Kobe Bryant's All-Decade Team Ranking is Too Nice and Lakers Fans Need to Stop Crying | THE MARK-UP
By Mark Powell
In the sports media industry, we call this offseason gold.
NBATV released their All-Decade teams for the years spanning 2009-19, a list of squads featuring the likes of LeBron James, Steph Curry, Kevin Durant, Kawhi Leonard and James Harden. For any reasonable basketball aficionado, this makes perfect sense. On first glance, one superstar talent is missing from the top of this class.
Kobe Bryant, who some view as the second-best two-guard to ever play and a top-10 talent of all time, is considered third-team all-decade. Predictably, Kobe stans were furious.
The Black Mamba was a stone-cold killer of his time, one of the best iso players to ever live molded after the greatest pound-for-pound talent the NBA has ever seen. Always attempting to win an Oscar for being "Like Mike" and fittingly playing in Hollywood, Bryant consistently won best picture in his quest to emulate his idol in an era which thrived on half-court dominance and one-on-one prowess.
But this isn't the era we're discussing. By the mid-2010s, Bryant's style of basketball was considered old-fashioned, replaced instead by pace-and-space and dozens of different versions of Warriors-lite, leaving behind a washed-up Kobe Bean with a bum Achilles.
Hell, Bryant retired in 2015! His stats are nonexistent for four of the required seasons because he's not even playing, instead spreading a mysterious #MambaMantality shadow league PR campaign and starring in an ESPN+ series wearing turtlenecks like a bond villain.
Kobe's 2010s resume is lacking much relevant experience. Bryant played just seven seasons this decade, including years of just 6, 58 and 35 games. Injuries hampered the tail end of Kobe's career like many old-timers. There's no cure for old age, and after accumulating an incredible amount of mileage throughout the years -- including five championship runs -- Bryant's body gave out. It's no insult to Kobe.

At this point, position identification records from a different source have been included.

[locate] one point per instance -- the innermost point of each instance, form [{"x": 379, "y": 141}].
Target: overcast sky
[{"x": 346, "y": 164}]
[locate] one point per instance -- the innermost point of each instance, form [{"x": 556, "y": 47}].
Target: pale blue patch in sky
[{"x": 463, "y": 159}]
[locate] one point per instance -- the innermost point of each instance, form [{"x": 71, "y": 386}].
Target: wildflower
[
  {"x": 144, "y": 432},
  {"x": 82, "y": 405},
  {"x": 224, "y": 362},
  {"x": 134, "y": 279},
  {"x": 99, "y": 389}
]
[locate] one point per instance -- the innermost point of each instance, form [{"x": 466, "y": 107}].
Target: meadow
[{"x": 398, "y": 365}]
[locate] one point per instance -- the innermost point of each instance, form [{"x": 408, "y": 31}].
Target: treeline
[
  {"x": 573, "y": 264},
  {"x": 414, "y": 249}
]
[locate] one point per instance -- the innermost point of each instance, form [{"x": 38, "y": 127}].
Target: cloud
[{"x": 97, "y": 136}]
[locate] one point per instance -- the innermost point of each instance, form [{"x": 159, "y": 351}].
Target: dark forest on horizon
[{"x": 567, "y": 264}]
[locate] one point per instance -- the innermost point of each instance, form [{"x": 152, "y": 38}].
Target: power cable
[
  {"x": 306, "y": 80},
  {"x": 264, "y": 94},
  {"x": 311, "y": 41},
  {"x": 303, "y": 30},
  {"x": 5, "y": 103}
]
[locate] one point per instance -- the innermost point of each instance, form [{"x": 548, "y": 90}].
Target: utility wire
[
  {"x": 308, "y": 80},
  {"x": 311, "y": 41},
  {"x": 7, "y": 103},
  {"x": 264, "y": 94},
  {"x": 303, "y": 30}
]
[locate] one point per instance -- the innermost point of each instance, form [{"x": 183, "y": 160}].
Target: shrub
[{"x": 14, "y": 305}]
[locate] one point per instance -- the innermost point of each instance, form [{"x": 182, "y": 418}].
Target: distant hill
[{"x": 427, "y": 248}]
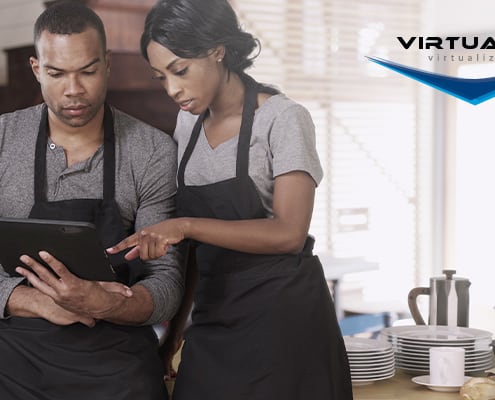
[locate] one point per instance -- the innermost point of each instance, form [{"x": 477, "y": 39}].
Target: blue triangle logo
[{"x": 474, "y": 91}]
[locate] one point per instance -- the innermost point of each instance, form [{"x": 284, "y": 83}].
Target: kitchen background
[{"x": 408, "y": 170}]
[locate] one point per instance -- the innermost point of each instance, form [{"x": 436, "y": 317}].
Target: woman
[{"x": 263, "y": 325}]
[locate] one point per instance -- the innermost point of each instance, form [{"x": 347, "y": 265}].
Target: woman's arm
[
  {"x": 284, "y": 233},
  {"x": 176, "y": 326}
]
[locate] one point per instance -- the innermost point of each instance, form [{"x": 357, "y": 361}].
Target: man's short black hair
[{"x": 68, "y": 17}]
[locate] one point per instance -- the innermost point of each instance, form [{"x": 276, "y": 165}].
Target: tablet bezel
[{"x": 74, "y": 243}]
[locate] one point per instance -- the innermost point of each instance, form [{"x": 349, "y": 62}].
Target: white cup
[{"x": 447, "y": 366}]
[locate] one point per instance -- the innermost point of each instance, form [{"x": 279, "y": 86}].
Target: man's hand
[
  {"x": 93, "y": 300},
  {"x": 28, "y": 302}
]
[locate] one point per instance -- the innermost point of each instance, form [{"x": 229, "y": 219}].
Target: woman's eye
[{"x": 181, "y": 72}]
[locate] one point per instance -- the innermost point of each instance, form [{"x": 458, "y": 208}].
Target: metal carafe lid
[{"x": 449, "y": 276}]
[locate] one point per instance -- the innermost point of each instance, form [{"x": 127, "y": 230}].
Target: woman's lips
[{"x": 185, "y": 105}]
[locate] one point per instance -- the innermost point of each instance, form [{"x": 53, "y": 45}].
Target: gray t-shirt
[
  {"x": 282, "y": 141},
  {"x": 145, "y": 188}
]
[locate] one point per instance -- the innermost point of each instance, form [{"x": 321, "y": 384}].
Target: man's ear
[{"x": 35, "y": 67}]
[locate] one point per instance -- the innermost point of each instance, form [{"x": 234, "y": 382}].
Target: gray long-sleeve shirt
[{"x": 145, "y": 187}]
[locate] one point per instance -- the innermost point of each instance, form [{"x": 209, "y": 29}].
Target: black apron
[
  {"x": 41, "y": 360},
  {"x": 263, "y": 326}
]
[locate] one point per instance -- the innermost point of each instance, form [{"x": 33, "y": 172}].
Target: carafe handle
[{"x": 413, "y": 304}]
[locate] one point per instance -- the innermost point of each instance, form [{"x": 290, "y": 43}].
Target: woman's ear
[{"x": 219, "y": 53}]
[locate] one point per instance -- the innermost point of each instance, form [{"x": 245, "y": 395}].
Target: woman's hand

Upon his return, Bryant wasn't the same player. His usage rate was through the roof and it failed to produce the same results. As the Lakers were forced to face Bryant's sudden decline, the talent around him rapidly deteriorated. LA failed to make the postseason in his final three years.
The whines from Laker nation and Kobe stans specifically are some of the loudest on the internet, and my mentions are sure to filled with misspelled vitriol by the end of this week. Nonetheless, the take remains the same: Bryant had four good seasons including 2009-10, and that's being generous. His last title came in 2010, during the decade's infancy.
It's quite possible to admit Bryant's an all-time talent yet also agree that by the 2010s he was losing steam. Highlight tapes will tell a different story, but most of those career heights took place far too late to be eligible for an all-2010s team.
Kobe stans are stuck in 2009. Go back to sporting cargo shorts and crocs, because the good ol' days are gone.